The way out of the replication crisis clearly isn’t brute replication alone.
When Wagenmakers and his colleagues published their replication study in 2016, Coles was digging deeply into the facial feedback literature. He planned to combine all of the existing literature into a giant analysis that could give a picture of the whole field. Was there really something promising going on with the facial feedback hypothesis? Or did the experiments that found a big fat zero cancel out the exciting findings? He was thrilled to be able to throw so much new data from 17 replication efforts into the pot.
He came up from his deep dive with intriguing findings: Overall, across hundreds of results, there was a small but reliable facial feedback effect. This left a new uncertainty hanging over the facial feedback hypothesis. Might there still be something going on — something that Wagenmakers’s replication attempt had missed?
Coles didn’t think that either Wagenmakers’s replication or his own study could put the matter to rest. The technique he used, called a meta-analysis, comes with its own problems. Specifically, if the studies thrown into the mix aren’t great to start with, the result isn’t particularly reliable — or, as Coles put it, “crap in, crap out.”
So he set about designing a different kind of multi-lab collaboration. He wanted not just to replicate the original study, but to test it in a new way. And he wanted to test it in a way that would convince both the skeptics and those who still stood by the original result. He started to pull together a large team of researchers that included Strack. He also asked Phoebe Ellsworth, a researcher who was testing the facial feedback effect as far back as the 1970s, to come on board as a critic.
This partnership founded in disagreement is meant to get the game of fetch out of the way before the study even gets off the ground. Coles’s group, called the Many Smiles Collaboration, is far from the only one using this tactic; although some massive collaborations try to replicate old studies as closely as possible, others choose to workshop a new experiment methodology in excruciating detail before pulling the trigger. Ideally, this means that everyone will be convinced by the results, regardless of what they were personally rooting for or expecting. “It isn’t groupthink,” said Coles. “We’re actually trying to get at the truth.”
The Many Smiles Collaboration is based on the pen study from 1988, but with considerable tweaking. Through a lengthy back-and-forth between collaborators, peer reviewers and the journal editor, the team has refined the original plan, eventually arriving at a method that everyone agrees is a good test of the hypothesis. If it finds no effect, said Strack, “that would be a strong argument that maybe the facial feedback hypothesis is not true.”
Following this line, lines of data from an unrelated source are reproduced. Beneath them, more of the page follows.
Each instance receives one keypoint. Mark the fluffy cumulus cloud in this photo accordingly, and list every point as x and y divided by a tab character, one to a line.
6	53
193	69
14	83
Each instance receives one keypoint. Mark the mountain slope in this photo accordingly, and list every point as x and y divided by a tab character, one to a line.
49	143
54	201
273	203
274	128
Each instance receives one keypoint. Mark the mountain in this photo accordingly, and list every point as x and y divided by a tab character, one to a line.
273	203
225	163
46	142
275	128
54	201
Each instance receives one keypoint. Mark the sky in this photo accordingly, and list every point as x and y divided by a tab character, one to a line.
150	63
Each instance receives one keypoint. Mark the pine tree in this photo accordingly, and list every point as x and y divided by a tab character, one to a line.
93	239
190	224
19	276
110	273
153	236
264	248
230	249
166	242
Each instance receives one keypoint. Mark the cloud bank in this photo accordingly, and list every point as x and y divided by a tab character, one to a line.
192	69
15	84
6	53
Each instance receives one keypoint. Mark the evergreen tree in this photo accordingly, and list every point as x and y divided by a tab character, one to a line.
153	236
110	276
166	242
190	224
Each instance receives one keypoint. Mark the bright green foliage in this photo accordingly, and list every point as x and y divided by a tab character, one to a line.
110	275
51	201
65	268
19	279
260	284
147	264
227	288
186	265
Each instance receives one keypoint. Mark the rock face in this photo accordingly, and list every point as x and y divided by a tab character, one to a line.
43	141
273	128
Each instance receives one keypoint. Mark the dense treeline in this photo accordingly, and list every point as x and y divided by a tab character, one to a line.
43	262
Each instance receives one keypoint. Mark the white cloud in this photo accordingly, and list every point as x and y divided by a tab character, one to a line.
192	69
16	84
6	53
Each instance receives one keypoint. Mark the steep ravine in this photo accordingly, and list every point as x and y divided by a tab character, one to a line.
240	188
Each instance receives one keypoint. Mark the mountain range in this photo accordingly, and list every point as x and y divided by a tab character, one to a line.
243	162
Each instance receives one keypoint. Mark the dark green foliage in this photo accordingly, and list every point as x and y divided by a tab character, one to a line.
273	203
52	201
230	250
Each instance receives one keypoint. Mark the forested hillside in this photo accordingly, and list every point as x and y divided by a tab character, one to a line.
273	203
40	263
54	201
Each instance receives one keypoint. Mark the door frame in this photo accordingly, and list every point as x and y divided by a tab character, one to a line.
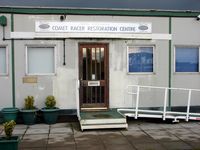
106	61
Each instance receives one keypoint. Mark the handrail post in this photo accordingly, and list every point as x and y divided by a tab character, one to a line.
165	104
77	99
188	104
137	102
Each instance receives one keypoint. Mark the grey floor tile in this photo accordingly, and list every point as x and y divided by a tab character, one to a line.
39	126
61	130
34	141
137	137
61	125
190	125
120	147
149	146
21	126
60	140
176	145
37	131
90	147
161	135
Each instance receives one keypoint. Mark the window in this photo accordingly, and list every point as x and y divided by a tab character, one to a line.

An early pilot of the Many Smiles study indicated that the hypothesis might not be on its last legs just yet: The results suggested that smiling can affect feelings of happiness. Later this year, all the collaborators will kick into gear to see if the pilot’s findings can be repeated across 21 labs in 19 countries. If they find the same results, will that be enough to convince even the skeptics that it’s not just a fluke?
Well … maybe. A study like Wagenmakers’s sounds, in principle, like enough to lay a scientific question to rest, but it wasn’t. A study like Coles’s sounds like it could be definitive too, but it probably won’t be. Even Big Science can’t make science simple. “I’m still a little unsure, even though I’ve now replicated the effects successfully in my own labs,” said Coles. “I’ll hold my breath until the full data set comes in.”